Michael Cooper Conservative St. Albert—Edmonton, AB

That's why, for example, in the standards that have been set out, it is recommended that for a mental condition, a psychiatrist conduct the second evaluation. Why would that be necessary if a family physician could diagnose?

7:45 p.m.

Registrar and Chief Executive Officer, College of Physicians and Surgeons of Nova Scotia

Dr. Douglas Grant

There are a number of questions within that. The standard puts forward the requirement that when a grievous and irremediable condition is primarily that of mental health, the opinion of eligibility should be informed by a psychiatrist, so that the physician making the determination of eligibility can rely on the opinion of a psychiatrist who may already be present. I believe it was in the last session—and the physician's name escapes me now—that the witness who was video conferencing pointed out that involving psychiatrists for all such cases may create a problem of access.

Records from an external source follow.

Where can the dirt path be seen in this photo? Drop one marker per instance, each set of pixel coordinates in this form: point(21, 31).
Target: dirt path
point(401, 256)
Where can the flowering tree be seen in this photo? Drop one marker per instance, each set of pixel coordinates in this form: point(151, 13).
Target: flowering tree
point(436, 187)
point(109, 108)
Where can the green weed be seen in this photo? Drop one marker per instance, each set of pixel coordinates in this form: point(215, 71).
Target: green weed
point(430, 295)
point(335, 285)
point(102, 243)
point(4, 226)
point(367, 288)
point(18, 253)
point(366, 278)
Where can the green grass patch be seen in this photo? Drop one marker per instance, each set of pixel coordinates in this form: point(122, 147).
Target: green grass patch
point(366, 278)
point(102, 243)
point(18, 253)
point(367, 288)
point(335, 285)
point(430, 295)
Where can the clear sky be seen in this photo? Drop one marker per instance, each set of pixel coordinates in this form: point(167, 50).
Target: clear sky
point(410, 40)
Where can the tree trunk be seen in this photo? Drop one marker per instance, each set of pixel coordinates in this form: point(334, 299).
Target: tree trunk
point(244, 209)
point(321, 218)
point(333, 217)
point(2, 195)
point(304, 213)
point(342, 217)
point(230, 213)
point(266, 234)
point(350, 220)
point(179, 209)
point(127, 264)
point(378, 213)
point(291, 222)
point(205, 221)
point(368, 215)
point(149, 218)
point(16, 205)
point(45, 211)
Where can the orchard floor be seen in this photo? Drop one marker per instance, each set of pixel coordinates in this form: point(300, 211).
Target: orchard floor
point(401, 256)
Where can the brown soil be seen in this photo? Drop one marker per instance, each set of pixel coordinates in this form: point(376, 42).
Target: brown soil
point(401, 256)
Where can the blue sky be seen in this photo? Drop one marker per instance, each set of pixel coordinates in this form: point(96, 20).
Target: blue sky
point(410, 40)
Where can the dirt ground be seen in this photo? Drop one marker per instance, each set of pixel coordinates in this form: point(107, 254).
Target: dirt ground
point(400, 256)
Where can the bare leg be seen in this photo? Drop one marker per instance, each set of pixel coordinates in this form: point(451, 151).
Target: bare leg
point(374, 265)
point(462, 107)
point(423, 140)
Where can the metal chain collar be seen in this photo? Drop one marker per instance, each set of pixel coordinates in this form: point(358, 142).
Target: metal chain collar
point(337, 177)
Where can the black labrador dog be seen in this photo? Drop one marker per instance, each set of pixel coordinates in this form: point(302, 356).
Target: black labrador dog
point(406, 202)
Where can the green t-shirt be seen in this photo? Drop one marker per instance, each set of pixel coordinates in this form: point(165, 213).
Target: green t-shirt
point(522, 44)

I think we also have to recognize that in these early days of this new medical service and this new right of patients, as the profession itself grows increasingly accustomed to making decisions on questions of this sort, all would be comforted by the presence of a psychiatric opinion.

7:45 p.m.

Conservative

Michael Cooper Conservative St. Albert—Edmonton, AB

You're suggesting then that a psychiatric opinion in these sorts of matters would be appropriate in all instances, at least as a good safeguard, or, as you said, a comfort.